Oggi portiamo sulle nostre tavole un pezzetto di Sardegna. I culurgiones, una specialità con denominazione IGP con una lunghissima tradizione alle spalle ed il sapore rustico e ricco delle pietanze locali (detti anche culurgionis ed in vari altri modi a seconda della zona sarda d’origine), dei ravioli di pasta fresca, caratterizzati dalla chiusura a spiga e da una farcitura di patate, formaggio pecorino, menta ed aglio. I culurgiones d’Ogliastra prendono il nome dalla zona d’origine, Ogliastra, vicino Nuoro.

I culurgiones ogliastrini sono, come detto, tradizionalmente ripieni di pecorino, menta ed aglio, tuttavia – a seconda della famiglia e dei gusti – possono essere personalizzati. Talvolta alla menta si preferisce il basilico, il parmigiano al pecorino, la cipolla all’aglio, ecc.

In alcuni casi, addirittura, il ripieno viene proposto solamente con patate e formaggio. La sfoglia destinata ad abbracciare questo ricco ripieno non è la classica pasta all’uovo, bensì una sfoglia realizzata con farina di frumento 00, semola di grano duro, olio ed acqua. Una delizia ricca di gusto che richiede arte e manualità, ma che non manca d’offrire soddisfazioni.

Per questo piatto, davvero unico, consigliamo Bel paese Mix® Mix Pasta Fresca La Veronese®, un tipo di pasta che ben si adatta alla realizzazione dei vostri culurgiones d’Ogliastra, soprattutto perchè è un tipo di pasta specifica per persone intolleranti al glutine, senza latte e con un ridotto contenuto di grassi.

E’ inoltre un impasto realizzato secondo la migliore tradizione della cucina italiana e si sposa perfettamente con piatti dalle spiccate caratteristiche locali e territoriali.

culurgiones d’Ogliastra

Pomodoro, basilico e niente più nei culurgiones d’Ogliastra!

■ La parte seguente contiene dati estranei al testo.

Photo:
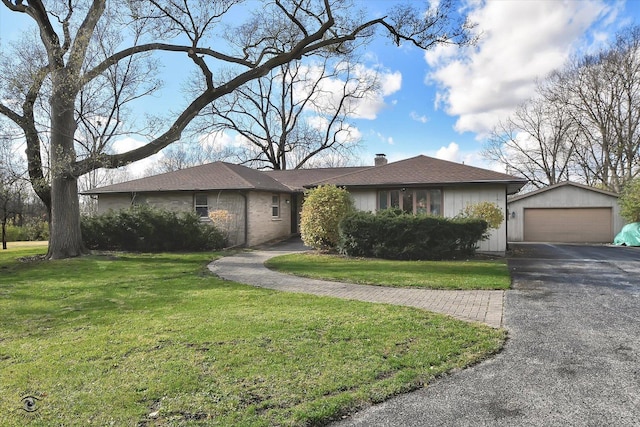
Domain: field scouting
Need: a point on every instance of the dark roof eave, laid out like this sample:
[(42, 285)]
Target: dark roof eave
[(182, 190), (519, 183)]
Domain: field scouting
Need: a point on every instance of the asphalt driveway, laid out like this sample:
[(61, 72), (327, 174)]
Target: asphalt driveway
[(572, 358)]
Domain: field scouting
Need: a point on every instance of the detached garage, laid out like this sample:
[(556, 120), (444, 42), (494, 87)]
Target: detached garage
[(564, 213)]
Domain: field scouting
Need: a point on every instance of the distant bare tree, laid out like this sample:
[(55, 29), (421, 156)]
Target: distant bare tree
[(583, 125), (602, 93), (536, 142)]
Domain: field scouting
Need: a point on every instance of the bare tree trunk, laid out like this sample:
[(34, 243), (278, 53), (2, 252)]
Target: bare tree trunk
[(65, 238), (4, 234)]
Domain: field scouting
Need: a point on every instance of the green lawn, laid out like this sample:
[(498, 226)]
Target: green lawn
[(473, 274), (142, 340)]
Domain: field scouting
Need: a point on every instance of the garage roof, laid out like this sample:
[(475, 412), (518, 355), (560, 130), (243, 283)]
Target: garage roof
[(562, 184)]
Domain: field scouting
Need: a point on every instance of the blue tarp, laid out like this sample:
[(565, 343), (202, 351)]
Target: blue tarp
[(629, 235)]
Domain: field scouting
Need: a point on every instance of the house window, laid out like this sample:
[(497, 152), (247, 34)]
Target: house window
[(202, 205), (275, 206), (413, 201)]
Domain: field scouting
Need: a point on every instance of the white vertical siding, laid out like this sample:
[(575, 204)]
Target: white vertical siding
[(457, 198), (364, 200)]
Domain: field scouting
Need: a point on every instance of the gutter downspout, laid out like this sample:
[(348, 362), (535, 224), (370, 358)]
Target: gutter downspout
[(246, 217), (506, 222)]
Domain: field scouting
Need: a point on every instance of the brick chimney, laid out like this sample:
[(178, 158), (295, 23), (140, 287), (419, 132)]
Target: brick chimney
[(380, 160)]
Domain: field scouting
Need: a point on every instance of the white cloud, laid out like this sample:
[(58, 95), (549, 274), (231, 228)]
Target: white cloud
[(418, 118), (221, 139), (450, 152), (521, 42), (139, 168), (328, 94)]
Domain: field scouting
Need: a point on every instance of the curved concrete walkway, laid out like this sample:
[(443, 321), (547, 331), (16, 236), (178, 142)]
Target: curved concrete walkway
[(472, 306)]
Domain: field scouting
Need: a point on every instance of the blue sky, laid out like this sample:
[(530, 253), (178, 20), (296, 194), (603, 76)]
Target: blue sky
[(442, 103)]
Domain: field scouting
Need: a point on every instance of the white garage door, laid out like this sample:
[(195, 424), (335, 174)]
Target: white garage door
[(568, 225)]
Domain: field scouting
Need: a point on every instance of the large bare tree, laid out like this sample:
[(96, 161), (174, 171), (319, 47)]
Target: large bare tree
[(296, 113), (72, 37), (12, 184)]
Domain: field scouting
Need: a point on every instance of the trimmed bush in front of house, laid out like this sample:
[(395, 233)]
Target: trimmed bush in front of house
[(392, 234), (323, 208), (148, 229)]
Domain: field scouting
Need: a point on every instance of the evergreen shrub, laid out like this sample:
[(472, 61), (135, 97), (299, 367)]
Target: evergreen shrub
[(147, 229), (393, 234)]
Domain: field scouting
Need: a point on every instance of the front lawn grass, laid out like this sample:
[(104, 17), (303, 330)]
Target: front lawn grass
[(472, 274), (143, 340)]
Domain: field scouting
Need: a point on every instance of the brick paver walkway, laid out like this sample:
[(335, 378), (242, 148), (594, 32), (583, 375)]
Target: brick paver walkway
[(472, 306)]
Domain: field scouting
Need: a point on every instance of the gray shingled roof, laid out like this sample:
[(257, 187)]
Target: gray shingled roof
[(422, 170), (212, 176), (416, 171), (297, 179)]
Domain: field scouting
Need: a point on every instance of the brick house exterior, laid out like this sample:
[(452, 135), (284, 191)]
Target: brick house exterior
[(260, 206)]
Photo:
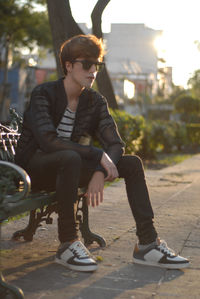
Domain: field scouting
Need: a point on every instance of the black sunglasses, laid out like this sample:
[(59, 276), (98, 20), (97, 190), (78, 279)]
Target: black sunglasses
[(88, 63)]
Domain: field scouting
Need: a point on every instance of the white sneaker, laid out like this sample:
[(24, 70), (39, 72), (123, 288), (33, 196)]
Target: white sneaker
[(159, 255), (75, 256)]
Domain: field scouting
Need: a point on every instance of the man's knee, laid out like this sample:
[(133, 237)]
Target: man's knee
[(69, 158), (129, 164)]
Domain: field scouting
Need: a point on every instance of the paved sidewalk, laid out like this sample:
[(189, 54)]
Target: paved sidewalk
[(175, 195)]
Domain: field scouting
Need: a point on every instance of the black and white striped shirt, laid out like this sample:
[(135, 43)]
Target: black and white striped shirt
[(66, 125)]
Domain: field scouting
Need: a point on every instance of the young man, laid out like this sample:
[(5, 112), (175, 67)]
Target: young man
[(55, 150)]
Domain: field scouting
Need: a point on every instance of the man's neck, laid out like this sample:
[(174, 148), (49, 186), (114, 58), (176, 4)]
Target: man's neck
[(73, 92)]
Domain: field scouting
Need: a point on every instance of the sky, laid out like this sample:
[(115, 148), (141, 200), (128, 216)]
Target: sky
[(178, 19)]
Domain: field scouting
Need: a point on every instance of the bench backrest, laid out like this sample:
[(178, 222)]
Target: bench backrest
[(9, 137)]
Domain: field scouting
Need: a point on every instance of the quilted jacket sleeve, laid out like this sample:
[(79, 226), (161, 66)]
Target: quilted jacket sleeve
[(108, 135)]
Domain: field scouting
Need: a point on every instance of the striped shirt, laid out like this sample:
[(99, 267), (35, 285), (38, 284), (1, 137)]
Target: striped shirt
[(66, 125)]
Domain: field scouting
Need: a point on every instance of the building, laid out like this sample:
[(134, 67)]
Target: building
[(132, 56)]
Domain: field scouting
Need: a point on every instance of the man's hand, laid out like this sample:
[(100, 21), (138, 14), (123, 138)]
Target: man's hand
[(107, 163), (95, 189)]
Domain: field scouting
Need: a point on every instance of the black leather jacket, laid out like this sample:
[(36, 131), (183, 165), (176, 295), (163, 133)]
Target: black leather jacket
[(41, 118)]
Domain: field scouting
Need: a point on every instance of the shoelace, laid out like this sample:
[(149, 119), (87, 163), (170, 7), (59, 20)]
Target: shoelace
[(164, 248), (80, 251)]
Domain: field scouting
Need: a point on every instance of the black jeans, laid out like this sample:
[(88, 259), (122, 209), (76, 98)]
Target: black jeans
[(65, 171)]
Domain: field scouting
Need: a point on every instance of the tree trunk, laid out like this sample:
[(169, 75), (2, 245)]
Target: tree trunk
[(4, 90), (103, 79), (63, 26)]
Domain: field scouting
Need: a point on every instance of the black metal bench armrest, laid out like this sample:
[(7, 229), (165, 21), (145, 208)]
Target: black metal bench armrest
[(26, 185)]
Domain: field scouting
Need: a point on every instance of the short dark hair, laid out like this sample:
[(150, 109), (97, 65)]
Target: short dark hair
[(85, 46)]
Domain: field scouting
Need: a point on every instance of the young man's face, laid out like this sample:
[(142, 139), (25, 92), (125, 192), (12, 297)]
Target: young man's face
[(83, 71)]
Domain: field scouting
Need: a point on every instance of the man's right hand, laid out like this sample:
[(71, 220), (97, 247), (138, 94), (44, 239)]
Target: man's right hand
[(107, 163)]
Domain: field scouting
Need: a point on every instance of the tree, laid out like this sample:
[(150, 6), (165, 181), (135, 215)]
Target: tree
[(194, 84), (20, 26), (63, 26), (103, 79), (188, 107)]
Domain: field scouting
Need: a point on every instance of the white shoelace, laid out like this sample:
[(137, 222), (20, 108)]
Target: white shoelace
[(164, 248), (80, 250)]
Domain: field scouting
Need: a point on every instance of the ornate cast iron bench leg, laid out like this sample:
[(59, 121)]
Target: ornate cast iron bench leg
[(8, 290), (82, 216), (35, 219)]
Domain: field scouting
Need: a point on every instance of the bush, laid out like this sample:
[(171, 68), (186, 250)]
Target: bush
[(131, 129), (148, 138), (193, 134)]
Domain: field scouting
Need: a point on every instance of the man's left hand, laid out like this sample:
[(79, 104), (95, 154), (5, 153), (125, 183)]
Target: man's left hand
[(95, 189)]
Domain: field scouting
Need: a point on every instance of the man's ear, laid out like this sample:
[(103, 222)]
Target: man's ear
[(68, 66)]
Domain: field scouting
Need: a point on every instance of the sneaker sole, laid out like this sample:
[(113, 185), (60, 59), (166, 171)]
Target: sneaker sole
[(88, 268), (167, 266)]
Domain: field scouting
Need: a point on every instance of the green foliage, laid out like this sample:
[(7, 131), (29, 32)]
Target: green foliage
[(130, 128), (187, 104), (193, 134), (194, 83), (20, 25), (150, 138)]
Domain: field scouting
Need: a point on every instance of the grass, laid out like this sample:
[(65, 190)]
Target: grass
[(165, 160)]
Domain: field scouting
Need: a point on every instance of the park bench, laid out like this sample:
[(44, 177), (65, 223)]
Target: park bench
[(16, 198)]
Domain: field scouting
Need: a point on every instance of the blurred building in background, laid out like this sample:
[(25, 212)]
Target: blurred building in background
[(131, 59)]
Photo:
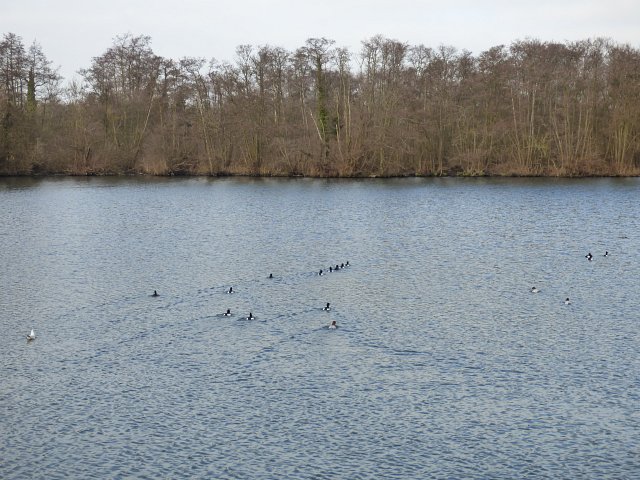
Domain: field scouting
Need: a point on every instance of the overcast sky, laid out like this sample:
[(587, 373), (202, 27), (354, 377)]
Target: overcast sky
[(72, 32)]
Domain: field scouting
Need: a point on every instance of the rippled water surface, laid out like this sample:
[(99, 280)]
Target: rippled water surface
[(444, 364)]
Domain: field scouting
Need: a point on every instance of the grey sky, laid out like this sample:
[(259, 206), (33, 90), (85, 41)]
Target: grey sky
[(72, 32)]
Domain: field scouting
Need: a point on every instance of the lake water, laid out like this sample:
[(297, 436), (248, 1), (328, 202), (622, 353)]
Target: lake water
[(444, 365)]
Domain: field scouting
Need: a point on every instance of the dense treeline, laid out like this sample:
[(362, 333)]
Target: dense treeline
[(532, 108)]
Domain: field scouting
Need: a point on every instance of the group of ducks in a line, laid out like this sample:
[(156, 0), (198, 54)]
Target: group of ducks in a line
[(326, 308), (567, 300), (335, 269)]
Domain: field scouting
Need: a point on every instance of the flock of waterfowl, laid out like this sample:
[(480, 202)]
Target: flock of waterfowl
[(326, 308), (32, 336)]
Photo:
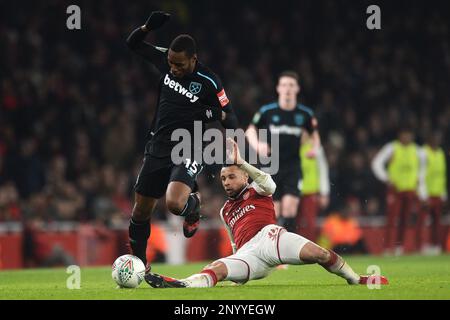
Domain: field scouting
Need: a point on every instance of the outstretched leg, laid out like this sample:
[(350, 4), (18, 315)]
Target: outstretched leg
[(181, 202), (208, 277), (139, 229), (295, 249)]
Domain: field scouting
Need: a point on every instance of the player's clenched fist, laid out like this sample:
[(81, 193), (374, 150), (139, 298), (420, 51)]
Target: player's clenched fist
[(156, 20), (233, 153)]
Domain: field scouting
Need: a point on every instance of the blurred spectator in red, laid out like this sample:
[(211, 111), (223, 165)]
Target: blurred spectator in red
[(433, 194), (314, 187), (402, 158), (341, 231)]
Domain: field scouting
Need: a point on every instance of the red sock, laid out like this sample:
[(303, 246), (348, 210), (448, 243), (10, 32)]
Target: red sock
[(212, 274)]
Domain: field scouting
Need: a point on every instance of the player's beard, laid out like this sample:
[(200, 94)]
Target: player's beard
[(237, 193)]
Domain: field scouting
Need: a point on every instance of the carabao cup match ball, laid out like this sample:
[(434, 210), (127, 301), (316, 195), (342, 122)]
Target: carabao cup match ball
[(128, 271)]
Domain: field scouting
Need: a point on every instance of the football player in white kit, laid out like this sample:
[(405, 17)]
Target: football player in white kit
[(259, 245)]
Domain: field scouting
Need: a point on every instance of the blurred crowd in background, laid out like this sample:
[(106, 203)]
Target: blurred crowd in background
[(75, 106)]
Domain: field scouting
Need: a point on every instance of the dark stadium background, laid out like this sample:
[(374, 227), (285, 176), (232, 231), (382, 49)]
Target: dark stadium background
[(75, 106)]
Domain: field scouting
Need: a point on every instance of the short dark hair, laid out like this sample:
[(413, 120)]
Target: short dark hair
[(186, 43), (290, 74)]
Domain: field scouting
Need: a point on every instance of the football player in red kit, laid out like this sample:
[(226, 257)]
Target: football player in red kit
[(259, 245)]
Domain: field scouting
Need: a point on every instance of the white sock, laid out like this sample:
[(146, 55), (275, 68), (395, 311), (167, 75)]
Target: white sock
[(199, 280), (342, 269)]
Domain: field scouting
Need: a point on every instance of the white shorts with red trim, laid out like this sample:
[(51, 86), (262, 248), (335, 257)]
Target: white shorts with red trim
[(270, 247)]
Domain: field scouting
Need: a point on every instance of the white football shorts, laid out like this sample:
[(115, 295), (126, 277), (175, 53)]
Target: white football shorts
[(270, 247)]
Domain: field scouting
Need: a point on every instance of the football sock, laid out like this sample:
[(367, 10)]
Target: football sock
[(338, 266), (191, 204), (205, 279), (139, 232)]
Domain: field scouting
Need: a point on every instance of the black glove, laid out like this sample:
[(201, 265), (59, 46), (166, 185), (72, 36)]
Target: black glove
[(156, 20)]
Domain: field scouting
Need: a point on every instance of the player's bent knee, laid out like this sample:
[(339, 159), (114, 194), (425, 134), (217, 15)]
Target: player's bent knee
[(312, 253), (219, 268), (175, 205)]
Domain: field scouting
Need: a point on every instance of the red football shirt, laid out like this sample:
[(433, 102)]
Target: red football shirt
[(247, 214)]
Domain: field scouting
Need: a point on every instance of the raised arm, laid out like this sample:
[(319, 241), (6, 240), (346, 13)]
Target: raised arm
[(150, 53)]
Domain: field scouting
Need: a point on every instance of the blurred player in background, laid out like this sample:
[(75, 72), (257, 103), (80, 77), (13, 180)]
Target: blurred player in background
[(258, 243), (285, 118), (433, 193), (188, 92), (403, 160), (314, 187)]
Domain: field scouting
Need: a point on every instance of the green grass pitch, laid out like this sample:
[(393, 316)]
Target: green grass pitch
[(411, 277)]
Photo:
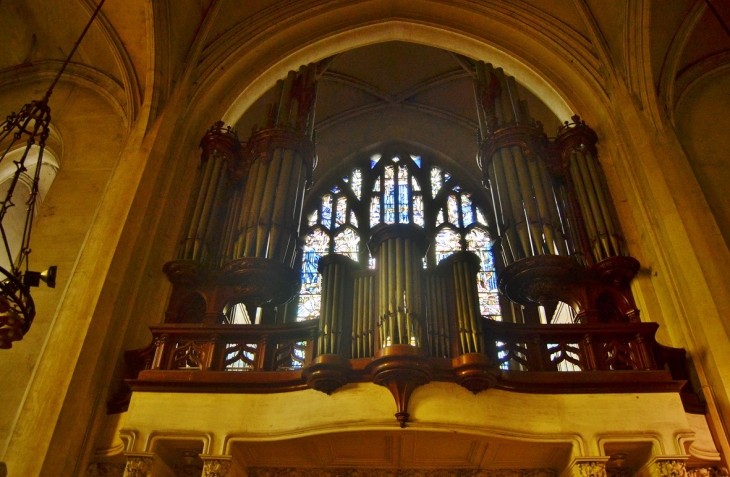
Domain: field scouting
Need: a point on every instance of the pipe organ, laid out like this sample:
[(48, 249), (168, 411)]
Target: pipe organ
[(242, 229), (557, 240)]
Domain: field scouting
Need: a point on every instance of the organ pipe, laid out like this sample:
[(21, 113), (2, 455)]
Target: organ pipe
[(399, 250), (514, 157)]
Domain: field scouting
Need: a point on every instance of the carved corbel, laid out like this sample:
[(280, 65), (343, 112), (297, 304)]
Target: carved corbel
[(146, 464), (401, 369), (220, 466)]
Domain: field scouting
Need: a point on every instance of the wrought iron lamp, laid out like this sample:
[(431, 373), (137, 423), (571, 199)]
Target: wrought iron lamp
[(31, 125)]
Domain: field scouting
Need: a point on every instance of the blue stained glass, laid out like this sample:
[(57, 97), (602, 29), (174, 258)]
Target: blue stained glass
[(480, 216), (418, 210), (403, 195), (315, 245), (478, 242), (452, 210), (447, 241), (356, 183), (435, 181), (327, 211), (341, 214), (467, 214), (374, 160), (389, 196), (347, 243), (374, 211)]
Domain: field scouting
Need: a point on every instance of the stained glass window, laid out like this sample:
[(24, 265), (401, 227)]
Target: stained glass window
[(347, 243), (341, 215), (390, 191), (316, 244), (447, 241), (435, 181), (327, 210), (356, 183), (477, 241)]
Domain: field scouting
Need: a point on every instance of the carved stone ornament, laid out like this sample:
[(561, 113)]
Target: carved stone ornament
[(592, 469), (139, 466), (216, 468), (671, 468), (276, 472), (104, 470), (707, 472)]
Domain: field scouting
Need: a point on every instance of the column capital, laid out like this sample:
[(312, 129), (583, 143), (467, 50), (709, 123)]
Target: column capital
[(146, 464), (221, 466)]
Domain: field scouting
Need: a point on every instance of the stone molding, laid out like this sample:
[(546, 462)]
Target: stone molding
[(591, 469), (146, 465), (288, 472), (707, 472), (105, 470), (221, 466)]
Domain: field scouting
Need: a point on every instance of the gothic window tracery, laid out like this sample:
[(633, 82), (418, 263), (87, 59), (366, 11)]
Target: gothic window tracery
[(395, 188)]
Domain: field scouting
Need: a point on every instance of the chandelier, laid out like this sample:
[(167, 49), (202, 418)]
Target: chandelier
[(29, 129)]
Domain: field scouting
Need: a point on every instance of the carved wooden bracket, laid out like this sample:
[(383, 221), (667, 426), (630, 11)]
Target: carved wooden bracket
[(401, 369), (327, 373), (475, 372)]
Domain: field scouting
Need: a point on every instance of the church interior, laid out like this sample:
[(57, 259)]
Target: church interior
[(366, 238)]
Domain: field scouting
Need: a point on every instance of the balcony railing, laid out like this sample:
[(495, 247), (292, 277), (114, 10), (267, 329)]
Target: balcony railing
[(526, 358)]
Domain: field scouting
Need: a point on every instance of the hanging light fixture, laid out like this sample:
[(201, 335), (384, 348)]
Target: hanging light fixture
[(32, 127)]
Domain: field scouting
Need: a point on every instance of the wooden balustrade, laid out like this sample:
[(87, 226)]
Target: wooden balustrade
[(524, 358)]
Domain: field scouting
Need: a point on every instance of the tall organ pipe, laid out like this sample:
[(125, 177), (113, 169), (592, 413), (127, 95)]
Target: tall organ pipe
[(207, 212), (514, 157), (399, 250), (576, 143), (282, 157)]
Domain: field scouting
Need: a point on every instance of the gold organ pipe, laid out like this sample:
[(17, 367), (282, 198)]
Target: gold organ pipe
[(285, 99), (553, 210), (527, 199), (542, 205), (240, 223), (393, 292), (212, 225), (603, 202), (194, 195), (281, 203), (460, 312), (601, 239), (583, 203), (399, 288), (249, 247), (474, 315), (513, 187), (207, 209)]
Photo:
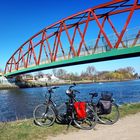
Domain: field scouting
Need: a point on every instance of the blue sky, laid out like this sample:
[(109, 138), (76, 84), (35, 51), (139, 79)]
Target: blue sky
[(21, 19)]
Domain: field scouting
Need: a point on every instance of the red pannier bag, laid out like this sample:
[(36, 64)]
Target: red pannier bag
[(80, 108)]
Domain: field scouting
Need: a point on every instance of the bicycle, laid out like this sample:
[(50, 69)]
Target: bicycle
[(47, 113), (79, 112), (106, 108)]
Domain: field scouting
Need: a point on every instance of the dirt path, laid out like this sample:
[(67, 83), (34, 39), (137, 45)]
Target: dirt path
[(127, 128)]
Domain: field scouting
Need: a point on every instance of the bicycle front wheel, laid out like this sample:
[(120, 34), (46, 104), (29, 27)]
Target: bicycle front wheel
[(44, 115), (110, 118), (89, 122)]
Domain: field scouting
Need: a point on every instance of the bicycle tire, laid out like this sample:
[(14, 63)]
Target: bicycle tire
[(44, 115), (89, 122), (110, 118), (61, 113)]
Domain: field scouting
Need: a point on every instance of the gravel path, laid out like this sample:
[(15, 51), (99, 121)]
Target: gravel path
[(127, 128)]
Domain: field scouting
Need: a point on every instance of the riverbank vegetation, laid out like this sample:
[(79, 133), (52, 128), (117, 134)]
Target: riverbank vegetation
[(27, 130), (89, 75)]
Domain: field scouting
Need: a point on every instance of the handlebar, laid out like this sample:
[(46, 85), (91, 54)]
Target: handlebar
[(50, 90)]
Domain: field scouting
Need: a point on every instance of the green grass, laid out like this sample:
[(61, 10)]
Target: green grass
[(27, 130)]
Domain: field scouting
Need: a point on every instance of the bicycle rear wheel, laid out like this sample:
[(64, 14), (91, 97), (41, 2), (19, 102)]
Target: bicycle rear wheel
[(110, 118), (62, 113), (44, 115), (89, 122)]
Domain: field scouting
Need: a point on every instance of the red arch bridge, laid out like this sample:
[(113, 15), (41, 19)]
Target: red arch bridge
[(88, 36)]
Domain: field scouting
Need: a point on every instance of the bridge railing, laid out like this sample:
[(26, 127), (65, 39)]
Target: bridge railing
[(128, 40)]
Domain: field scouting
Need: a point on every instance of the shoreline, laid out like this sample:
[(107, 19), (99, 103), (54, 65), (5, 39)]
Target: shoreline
[(26, 129), (36, 85)]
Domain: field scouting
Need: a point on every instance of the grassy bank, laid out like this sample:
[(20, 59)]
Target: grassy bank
[(26, 130)]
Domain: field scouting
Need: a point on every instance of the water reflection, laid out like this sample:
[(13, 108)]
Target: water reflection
[(19, 103)]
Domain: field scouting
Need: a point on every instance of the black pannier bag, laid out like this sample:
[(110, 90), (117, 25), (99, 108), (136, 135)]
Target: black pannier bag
[(104, 104)]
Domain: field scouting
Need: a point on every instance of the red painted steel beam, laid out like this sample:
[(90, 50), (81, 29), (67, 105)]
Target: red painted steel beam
[(116, 7)]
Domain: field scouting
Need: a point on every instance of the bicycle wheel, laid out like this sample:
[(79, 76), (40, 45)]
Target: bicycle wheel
[(62, 113), (44, 115), (89, 122), (110, 118)]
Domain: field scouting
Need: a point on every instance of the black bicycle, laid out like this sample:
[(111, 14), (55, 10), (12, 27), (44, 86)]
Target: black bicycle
[(47, 113), (106, 108)]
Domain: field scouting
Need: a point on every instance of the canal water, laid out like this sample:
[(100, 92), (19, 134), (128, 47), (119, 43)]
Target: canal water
[(19, 103)]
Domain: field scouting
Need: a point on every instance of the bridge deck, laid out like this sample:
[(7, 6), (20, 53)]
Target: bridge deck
[(104, 56)]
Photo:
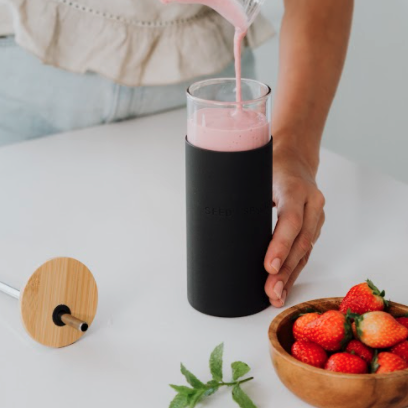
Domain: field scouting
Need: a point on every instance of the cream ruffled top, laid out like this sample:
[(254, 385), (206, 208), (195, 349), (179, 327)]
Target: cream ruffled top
[(133, 42)]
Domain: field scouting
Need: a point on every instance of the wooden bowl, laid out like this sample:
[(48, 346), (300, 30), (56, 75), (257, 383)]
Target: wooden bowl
[(326, 389)]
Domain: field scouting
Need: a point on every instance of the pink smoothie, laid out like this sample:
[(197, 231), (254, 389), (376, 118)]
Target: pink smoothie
[(232, 11), (228, 130), (233, 129)]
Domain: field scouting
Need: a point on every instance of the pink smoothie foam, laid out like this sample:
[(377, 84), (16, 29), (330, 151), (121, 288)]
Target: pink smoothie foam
[(232, 129), (228, 130)]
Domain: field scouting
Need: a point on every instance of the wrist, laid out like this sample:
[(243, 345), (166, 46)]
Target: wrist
[(292, 150)]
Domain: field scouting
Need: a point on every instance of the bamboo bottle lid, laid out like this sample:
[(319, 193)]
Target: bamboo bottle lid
[(63, 282)]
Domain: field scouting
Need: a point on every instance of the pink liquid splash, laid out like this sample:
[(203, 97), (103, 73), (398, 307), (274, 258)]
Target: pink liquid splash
[(228, 129)]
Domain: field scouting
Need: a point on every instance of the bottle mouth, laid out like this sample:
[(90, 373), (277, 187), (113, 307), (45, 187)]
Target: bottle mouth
[(195, 92)]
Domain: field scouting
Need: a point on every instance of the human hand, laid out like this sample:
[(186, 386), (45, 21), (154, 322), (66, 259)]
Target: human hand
[(299, 205)]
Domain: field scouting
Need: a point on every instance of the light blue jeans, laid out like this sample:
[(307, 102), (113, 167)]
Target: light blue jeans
[(38, 100)]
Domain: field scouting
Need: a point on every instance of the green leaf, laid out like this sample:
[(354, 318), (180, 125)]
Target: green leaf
[(216, 362), (374, 288), (179, 401), (196, 398), (191, 378), (239, 369), (210, 391), (241, 398), (183, 390)]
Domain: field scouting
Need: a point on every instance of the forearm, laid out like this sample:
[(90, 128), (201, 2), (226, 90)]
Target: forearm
[(313, 44)]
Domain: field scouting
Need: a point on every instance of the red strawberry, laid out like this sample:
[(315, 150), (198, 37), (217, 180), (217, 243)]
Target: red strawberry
[(331, 330), (309, 353), (300, 324), (380, 330), (354, 330), (359, 349), (363, 298), (403, 320), (387, 362), (346, 363), (401, 350)]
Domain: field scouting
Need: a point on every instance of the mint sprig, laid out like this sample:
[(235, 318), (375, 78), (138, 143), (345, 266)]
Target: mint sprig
[(189, 397)]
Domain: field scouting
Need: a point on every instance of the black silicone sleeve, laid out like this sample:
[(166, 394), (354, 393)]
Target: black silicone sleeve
[(229, 227)]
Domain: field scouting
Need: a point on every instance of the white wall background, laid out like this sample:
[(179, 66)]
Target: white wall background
[(369, 119)]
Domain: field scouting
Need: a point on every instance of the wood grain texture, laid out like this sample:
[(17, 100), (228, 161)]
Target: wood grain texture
[(60, 281), (325, 389)]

Come abbiamo accennato, i culurgiones d’Ogliastra sono una pietanza tradizionale. Ed altrettanto tradizionale è la salsa d’accompagnamento destinata all’abbinamento con i culurgiones sardi. Secondo i dettami della stringente tradizione sarda, infatti, i culurgiones vanno serviti unicamente con una salsa di pomodoro e basilico.

Talvolta può avvenire, tuttavia, di vedere culurgiones serviti in bianco, ma trattasi di rivisitazioni che non rientrano nello standard imposto dalla tradizione popolare. Se amate la cucina cinese non potrete non notare la somiglianza con i ravioli cinesi, anch’essi riccamente intrecciati a mano, ma ripieni di carne e serviti nel brodo.

L’arte dell’increccio dei culurgiones tradizionali

I ravioli sardi sono motivo d’orgoglio per la Sardegna e l’Italia nella sua totalità perché sono espressione dell’abilità artigianale e culinaria che si tramanda di generazione in generazione. Queste tradizioni sono parte di un patrimonio immateriale di inestimabile valore che costituisce il bagaglio culturale popolare del nostro Paese e che andrebbe preservato e tramandato il più possibile.

In Sardegna è piuttosto semplice reperire culurgiones nei pastifici, pronti per essere preparati a casa. In altre parti d’Italia, non è altrettanto facile trovarli, quindi sarà nostra cura imparare a prepararli e ad assaporarli! Il caratteristico intreccio a spiga richiede certo una buona dose di manualità, ma non temete! Con qualche tentativo, riuscirete ad ottenere intrecci più che soddisfacenti, onorando un piatto tradizionali così bello da far assaggiare e condividere!

Ed ecco la ricetta dei culurgiones:

Ingredienti per 4/6 persone:

  • 500 gr. di Pasta Fresca Bel paese Mix®
  • 280 gr acqua tiepida
  • 20 gr olio extravergine d’oliva
  • q.b. sale

Per la farcitura:

  • 500 gr. di patate rosse
  • 130 gr. pecorino sardo fresco
  • 4 cucchiai d’olio extravergine d’oliva
  • 1 spicchio d’aglio
  • qualche foglia di menta

Per il condimento:

  • 300 gr. di sugo di pomodoro
  • 150 gr. di pecorino sardo stagionato
  • qualche foglia di basilico

Preparazione:

Lessate le patate in acqua bollente per circa 15 minuti. Appena saranno cotte, liberatele dalla buccia a schiacciatele con lo schiacciapatate. Riponete le patate lesse schiacciate in una coppetta piuttosto capiente.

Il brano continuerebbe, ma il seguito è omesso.